Biochem Biophys Res Commun. 2011 Aug 5;411(3):496-500. doi: 10.1016/j.bbrc.2011.06.138. Epub 2011 Jun 29.
Dilated cardiomyopathy (DCM), characterized by cardiac dilatation and contractile dysfunction, is a major cause of heart failure. DCM can result from mutations in the gene encoding cardiac α-tropomyosin (TM). In order to understand how the dilated cardiomyopathy-causing Glu40Lys mutation in TM affects actomyosin interactions, thin filaments have been reconstituted in muscle ghost fibers by incorporation of labeled Cys707 of myosin subfragment-1 and Cys374 of actin with fluorescent probe 1.5-IAEDANS and α-tropomyosin (wild-type or Glu40Lys mutant). For the first time, the effect of these α-tropomyosins on the mobility and rotation of subdomain-1 of actin and the SH1 helix of myosin subfragment-1 during the ATP hydrolysis cycle have been demonstrated directly by polarized fluorimetry. The Glu40Lys mutant TM inhibited these movements at the transition from AM(∗∗)·ADP·Pi to AM state, indicating a decrease of the proportion of the strong-binding sub-states in the actomyosin population. These structural changes are likely to underlie the contractile deficit observed in human dilated cardiomyopathy.
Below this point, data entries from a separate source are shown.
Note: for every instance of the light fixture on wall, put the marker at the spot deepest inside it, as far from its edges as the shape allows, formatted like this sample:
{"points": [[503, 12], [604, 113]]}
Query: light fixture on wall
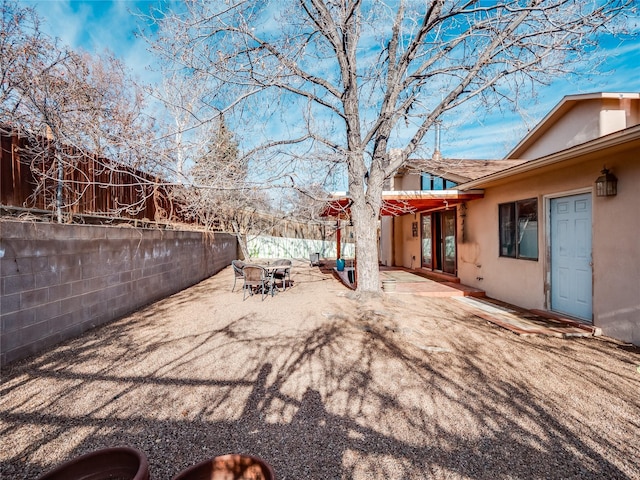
{"points": [[606, 184]]}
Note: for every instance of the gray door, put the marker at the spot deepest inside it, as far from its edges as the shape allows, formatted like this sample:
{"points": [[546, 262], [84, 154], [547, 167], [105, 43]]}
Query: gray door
{"points": [[571, 278]]}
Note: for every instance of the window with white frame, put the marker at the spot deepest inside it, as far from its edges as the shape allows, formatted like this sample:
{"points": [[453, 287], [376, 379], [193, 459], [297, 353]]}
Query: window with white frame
{"points": [[519, 229]]}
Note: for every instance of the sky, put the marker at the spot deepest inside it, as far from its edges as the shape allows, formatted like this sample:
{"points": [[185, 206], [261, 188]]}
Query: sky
{"points": [[99, 24]]}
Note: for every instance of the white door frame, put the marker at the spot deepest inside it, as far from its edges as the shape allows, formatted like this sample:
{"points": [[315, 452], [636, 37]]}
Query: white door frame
{"points": [[547, 236]]}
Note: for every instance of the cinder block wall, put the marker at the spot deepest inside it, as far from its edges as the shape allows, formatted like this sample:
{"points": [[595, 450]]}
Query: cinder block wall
{"points": [[57, 281]]}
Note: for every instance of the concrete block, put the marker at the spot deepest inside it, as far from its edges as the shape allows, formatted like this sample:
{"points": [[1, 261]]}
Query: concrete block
{"points": [[32, 298], [17, 283], [59, 292], [14, 321]]}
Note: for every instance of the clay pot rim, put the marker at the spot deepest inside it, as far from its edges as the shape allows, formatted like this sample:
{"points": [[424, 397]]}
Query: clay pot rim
{"points": [[210, 460], [141, 474]]}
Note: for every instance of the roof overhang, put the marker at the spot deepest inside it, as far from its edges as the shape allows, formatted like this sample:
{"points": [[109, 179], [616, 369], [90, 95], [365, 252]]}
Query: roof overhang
{"points": [[566, 104], [395, 203], [617, 141]]}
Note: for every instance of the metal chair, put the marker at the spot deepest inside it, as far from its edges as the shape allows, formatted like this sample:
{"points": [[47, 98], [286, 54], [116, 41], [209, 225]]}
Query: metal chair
{"points": [[237, 271], [282, 274], [255, 277]]}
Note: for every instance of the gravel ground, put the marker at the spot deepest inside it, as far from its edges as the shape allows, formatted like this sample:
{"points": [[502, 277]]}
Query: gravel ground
{"points": [[324, 386]]}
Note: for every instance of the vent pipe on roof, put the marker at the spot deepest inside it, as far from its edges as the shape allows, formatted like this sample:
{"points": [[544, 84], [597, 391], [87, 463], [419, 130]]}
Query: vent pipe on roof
{"points": [[436, 153]]}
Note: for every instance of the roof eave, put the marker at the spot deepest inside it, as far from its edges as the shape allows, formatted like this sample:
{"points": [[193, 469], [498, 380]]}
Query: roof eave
{"points": [[600, 143]]}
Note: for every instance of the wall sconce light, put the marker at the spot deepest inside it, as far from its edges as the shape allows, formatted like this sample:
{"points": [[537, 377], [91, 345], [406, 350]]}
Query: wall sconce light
{"points": [[606, 184]]}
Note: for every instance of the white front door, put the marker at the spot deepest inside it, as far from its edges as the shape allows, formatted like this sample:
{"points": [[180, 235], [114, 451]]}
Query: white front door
{"points": [[571, 278]]}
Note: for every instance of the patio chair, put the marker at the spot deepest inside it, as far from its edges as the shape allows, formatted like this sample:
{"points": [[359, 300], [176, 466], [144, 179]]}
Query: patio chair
{"points": [[255, 277], [282, 274], [237, 271]]}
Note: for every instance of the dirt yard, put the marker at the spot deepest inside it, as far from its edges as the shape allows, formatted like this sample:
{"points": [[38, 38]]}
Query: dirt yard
{"points": [[323, 386]]}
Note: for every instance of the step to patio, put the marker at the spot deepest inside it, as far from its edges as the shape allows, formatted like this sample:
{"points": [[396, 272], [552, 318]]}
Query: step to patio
{"points": [[525, 322]]}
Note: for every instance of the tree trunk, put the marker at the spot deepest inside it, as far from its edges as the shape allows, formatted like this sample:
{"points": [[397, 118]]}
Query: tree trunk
{"points": [[365, 212], [242, 241]]}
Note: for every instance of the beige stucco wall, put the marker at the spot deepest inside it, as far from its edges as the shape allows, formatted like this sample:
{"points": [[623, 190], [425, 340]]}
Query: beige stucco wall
{"points": [[615, 242], [411, 181], [406, 246]]}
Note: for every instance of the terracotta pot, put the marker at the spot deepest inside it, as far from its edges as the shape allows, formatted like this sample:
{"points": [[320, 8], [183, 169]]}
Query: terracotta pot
{"points": [[229, 467], [119, 463]]}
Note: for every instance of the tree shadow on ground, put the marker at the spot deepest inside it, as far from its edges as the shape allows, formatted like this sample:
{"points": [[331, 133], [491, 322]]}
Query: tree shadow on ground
{"points": [[353, 397]]}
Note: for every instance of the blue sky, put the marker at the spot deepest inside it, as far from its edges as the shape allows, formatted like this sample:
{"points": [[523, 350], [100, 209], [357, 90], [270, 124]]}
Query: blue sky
{"points": [[100, 24]]}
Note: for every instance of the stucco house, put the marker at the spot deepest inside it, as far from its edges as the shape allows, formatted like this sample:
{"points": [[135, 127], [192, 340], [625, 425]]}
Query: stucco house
{"points": [[534, 229]]}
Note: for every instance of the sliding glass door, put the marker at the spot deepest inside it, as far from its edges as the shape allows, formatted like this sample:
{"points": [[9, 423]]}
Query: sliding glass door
{"points": [[439, 241]]}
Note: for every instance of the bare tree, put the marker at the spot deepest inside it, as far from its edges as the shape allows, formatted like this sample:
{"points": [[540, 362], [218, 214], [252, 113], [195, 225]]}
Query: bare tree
{"points": [[74, 108], [359, 78]]}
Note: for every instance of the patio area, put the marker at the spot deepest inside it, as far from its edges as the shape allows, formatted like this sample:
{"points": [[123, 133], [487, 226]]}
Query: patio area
{"points": [[323, 386]]}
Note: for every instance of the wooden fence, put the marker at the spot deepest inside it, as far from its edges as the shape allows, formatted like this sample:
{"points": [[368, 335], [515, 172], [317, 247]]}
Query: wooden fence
{"points": [[31, 178]]}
扩张型心肌病(DCM)的特征是心脏扩张和收缩功能障碍,是心力衰竭的主要原因。DCM 可由编码心肌α-原肌球蛋白(TM)的基因突变引起。为了了解 TM 中的扩张型心肌病致病 Glu40Lys 突变如何影响肌球蛋白肌动球蛋白相互作用,通过掺入标记物肌球蛋白亚基 1 的 Cys707 和肌动蛋白的 Cys374 与荧光探针 1.5-IAEDANS 和α-原肌球蛋白(野生型或 Glu40Lys 突变型),在肌肉幽灵纤维中重新组成细纤维。首次通过偏振荧光直接证明了这些α-原肌球蛋白对肌动蛋白亚基 1 的结构域 1 的迁移和旋转以及肌球蛋白亚基 1 的 SH1 螺旋在 ATP 水解循环过程中的影响。Glu40Lys 突变 TM 在从 AM(∗∗)·ADP·Pi 到 AM 状态的转变过程中抑制了这些运动,表明肌球蛋白肌动球蛋白群体中强结合亚基的比例降低。这些结构变化可能是人类扩张型心肌病中观察到的收缩缺陷的基础。